Fannie Mae (FNM) and Freddie Mac (FRE), so much at the heart of the housing disaster, were “government sponsored enterprises” with an almost unprecedented ability to impact the secondary mortgage market in a way that would horrify a true capitalist. Of course you cannot call either Fannie or Freddie “government sponsored” now as the government essentially owns them, lock, stock and barrel.
Our whole legislative system of government and the lobbyists that flood it with campaign donations, meals, entertainment, etc. begets a government that cannot—even if it wanted to—keep its nose out of economic affairs. We live in a quasi-capitalistic society, with the degree of socialistic intervention extent in the system on a sliding scale that moves left and right depending on the shifting whims of the electorate. (That the vast majority of the electorate do not understand this reality is certainly worrisome in its own right, but I digress.)
By all means, hard times require hard choices. President-Elect Obama, in his eloquent acceptance speech, described a long and steep road ahead. This was not hyperbole. However, it might be a good idea to at least correctly diagnose what has happened before attempting to treat the disease. Unbridled capitalism did not create the problems we now face. I say this because, unbridled capitalism has never been tried—at least not in modern history—in the U.S. And if unbridled American capitalism is the culprit for the world’s problems right now, how would you explain the massive problems roiling Europe? Most reasonable people would agree that the European economic model—particularly excluding Britain—is far more statist, if not socialist, than capitalist. Yet from Germany (often held up as a shining example of an economic model) to Spain, Scandinavia to the Mediterranean, Europe, with its heavy regulation and massively intrusive government bureaucracy (the EU) is currently suffering worse than we are and with fewer prospects for rapid recovery.
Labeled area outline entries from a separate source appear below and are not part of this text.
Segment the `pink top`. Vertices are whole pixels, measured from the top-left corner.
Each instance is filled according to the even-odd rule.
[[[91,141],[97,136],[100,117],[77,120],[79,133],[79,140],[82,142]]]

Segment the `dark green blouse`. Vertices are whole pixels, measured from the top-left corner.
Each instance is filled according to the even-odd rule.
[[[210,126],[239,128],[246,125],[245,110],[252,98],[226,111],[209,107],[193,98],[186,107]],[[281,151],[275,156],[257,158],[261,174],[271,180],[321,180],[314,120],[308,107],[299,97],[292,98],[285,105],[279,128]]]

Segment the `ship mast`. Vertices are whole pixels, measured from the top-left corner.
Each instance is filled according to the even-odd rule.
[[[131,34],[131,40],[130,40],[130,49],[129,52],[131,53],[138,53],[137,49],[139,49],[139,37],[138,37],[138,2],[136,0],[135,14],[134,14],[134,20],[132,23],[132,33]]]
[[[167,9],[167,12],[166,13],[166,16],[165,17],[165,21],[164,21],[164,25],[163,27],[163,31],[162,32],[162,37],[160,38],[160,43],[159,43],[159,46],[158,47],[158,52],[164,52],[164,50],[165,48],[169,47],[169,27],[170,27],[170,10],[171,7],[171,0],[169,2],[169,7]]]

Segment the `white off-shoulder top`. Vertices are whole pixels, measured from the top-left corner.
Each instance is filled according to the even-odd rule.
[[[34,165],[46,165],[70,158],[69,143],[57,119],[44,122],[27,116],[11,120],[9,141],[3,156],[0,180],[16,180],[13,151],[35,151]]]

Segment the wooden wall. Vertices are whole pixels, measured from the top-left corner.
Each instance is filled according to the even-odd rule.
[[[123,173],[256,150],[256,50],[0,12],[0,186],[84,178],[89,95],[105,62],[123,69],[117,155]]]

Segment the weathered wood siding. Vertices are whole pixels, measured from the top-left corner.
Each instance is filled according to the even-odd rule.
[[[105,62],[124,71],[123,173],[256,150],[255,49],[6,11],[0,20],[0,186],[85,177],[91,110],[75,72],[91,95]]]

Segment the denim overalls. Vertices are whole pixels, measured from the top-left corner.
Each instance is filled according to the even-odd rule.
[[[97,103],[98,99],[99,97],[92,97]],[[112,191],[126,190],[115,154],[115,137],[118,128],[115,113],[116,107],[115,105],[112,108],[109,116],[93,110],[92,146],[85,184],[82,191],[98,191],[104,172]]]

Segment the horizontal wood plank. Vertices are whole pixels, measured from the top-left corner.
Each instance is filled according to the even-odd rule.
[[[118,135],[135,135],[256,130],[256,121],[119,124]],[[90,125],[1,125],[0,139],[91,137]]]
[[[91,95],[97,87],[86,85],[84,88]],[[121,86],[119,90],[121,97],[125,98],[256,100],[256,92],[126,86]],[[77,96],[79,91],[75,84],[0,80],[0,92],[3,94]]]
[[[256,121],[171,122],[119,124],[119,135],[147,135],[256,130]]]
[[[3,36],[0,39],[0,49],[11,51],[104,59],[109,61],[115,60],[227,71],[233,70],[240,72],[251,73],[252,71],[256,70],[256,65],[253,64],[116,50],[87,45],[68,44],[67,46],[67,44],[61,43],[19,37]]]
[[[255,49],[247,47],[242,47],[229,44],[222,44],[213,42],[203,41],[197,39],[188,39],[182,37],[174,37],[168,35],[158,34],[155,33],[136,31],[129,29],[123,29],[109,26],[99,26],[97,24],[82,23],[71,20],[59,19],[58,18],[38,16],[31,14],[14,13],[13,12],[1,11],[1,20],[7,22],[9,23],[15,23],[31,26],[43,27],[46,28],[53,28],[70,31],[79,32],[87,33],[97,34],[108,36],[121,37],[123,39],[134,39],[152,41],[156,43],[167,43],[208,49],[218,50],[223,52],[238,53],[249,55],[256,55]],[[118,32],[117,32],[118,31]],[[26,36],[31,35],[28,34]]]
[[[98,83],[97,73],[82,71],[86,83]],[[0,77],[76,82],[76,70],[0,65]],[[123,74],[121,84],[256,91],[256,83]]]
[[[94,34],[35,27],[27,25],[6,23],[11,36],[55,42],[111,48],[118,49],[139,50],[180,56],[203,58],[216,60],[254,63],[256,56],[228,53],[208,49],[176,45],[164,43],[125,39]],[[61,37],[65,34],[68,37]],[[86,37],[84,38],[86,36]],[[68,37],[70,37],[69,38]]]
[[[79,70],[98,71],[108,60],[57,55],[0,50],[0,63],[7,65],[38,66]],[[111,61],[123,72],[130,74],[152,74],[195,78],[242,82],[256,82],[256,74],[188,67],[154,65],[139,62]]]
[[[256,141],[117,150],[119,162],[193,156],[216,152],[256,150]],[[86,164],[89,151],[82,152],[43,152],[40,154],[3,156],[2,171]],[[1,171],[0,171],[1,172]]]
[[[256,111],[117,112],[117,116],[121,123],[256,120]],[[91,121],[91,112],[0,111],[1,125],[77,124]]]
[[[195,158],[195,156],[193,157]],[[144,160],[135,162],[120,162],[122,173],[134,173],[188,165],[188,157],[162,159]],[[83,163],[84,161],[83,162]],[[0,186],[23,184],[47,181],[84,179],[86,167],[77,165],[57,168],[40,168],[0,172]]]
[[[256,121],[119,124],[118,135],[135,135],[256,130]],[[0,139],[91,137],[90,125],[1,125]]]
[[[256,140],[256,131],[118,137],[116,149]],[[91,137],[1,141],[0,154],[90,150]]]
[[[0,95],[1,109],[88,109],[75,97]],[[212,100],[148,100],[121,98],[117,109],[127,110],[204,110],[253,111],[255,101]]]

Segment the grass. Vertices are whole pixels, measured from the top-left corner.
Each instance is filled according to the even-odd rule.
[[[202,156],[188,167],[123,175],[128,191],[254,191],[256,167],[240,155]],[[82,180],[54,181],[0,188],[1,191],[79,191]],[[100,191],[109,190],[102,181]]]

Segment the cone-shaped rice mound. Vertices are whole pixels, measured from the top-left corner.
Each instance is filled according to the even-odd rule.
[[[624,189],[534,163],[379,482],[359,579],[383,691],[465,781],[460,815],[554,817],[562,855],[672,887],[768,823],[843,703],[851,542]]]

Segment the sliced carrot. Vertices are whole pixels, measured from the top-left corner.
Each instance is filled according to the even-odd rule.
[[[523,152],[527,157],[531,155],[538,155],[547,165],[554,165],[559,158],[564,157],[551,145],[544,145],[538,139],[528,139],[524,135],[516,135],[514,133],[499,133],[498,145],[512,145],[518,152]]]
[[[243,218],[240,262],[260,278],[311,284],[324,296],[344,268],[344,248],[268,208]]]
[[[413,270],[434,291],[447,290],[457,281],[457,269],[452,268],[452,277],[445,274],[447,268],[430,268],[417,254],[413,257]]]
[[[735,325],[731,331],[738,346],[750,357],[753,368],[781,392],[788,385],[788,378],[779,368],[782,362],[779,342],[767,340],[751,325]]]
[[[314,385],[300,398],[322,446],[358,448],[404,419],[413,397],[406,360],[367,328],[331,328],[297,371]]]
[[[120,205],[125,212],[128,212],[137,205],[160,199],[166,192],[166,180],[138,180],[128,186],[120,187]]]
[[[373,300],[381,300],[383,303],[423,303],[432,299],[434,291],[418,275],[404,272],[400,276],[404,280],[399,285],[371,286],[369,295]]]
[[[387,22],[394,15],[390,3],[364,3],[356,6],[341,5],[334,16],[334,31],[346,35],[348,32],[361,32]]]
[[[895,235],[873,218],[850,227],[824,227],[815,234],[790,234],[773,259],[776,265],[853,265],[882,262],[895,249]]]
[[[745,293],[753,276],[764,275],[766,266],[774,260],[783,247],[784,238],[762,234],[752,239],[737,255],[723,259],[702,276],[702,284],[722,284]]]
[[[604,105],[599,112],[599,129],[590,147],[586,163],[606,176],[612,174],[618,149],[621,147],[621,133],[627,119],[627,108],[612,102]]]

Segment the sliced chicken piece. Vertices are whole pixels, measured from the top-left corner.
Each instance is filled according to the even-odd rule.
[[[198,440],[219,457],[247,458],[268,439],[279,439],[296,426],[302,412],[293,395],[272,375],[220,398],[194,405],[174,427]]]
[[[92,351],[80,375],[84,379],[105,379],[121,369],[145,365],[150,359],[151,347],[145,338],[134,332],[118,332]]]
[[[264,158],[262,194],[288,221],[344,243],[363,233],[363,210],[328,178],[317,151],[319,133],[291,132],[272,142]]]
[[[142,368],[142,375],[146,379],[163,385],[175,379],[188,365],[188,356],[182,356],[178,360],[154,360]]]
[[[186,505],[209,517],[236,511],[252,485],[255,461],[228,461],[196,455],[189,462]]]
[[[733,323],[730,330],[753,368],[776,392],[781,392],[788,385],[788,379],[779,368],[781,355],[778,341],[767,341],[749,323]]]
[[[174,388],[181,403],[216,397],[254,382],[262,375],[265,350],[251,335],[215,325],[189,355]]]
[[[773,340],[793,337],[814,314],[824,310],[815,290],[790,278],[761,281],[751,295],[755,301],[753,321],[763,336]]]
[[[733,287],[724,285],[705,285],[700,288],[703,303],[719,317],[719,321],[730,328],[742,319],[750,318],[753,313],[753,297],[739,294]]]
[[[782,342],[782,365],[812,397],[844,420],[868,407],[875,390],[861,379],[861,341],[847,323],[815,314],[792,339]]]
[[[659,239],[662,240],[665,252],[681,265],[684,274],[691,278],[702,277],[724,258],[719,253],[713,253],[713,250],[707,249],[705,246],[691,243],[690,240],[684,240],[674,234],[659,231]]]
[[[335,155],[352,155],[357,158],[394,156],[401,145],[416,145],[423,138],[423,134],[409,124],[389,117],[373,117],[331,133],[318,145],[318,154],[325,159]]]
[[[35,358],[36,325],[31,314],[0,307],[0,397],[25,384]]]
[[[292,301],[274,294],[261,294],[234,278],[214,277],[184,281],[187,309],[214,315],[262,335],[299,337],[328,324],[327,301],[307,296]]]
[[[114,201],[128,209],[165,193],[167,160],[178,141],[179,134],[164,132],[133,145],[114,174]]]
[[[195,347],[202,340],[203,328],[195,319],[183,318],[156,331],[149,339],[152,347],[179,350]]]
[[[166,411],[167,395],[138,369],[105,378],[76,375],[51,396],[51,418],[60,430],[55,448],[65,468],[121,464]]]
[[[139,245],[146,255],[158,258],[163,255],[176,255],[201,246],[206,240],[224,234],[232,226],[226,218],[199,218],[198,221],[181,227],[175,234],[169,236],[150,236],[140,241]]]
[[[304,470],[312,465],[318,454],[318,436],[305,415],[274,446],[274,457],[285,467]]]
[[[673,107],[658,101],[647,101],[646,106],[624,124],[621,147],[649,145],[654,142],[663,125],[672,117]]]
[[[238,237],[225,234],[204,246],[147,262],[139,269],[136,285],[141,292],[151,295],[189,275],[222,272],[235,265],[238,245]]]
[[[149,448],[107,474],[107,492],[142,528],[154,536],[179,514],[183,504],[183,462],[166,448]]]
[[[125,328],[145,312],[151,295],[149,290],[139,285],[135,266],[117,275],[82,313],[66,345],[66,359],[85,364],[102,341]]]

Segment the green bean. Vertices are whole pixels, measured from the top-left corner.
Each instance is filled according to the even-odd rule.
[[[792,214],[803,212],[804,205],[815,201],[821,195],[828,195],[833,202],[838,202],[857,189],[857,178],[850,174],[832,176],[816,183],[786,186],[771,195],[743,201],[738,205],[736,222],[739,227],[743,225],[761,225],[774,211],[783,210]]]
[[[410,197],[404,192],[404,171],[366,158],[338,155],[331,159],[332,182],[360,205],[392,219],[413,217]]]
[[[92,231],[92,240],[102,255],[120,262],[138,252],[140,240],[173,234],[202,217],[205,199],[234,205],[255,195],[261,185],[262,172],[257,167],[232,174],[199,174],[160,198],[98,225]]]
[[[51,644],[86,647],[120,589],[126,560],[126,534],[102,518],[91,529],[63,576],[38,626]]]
European banks, we come to find, were much more heavily leveraged than our investment banks. Did hyper-regulation prevent that?
The road ahead is long and steep and our leaders will need to “think outside the box” in order to get things turned around. In such a dire situation, one would hope that unconventional and here-to-fore untried methods might be implemented. I would propose that we consider trying something that we really have not tried before to overcome these hurdles: a little more laissez-faire capitalism.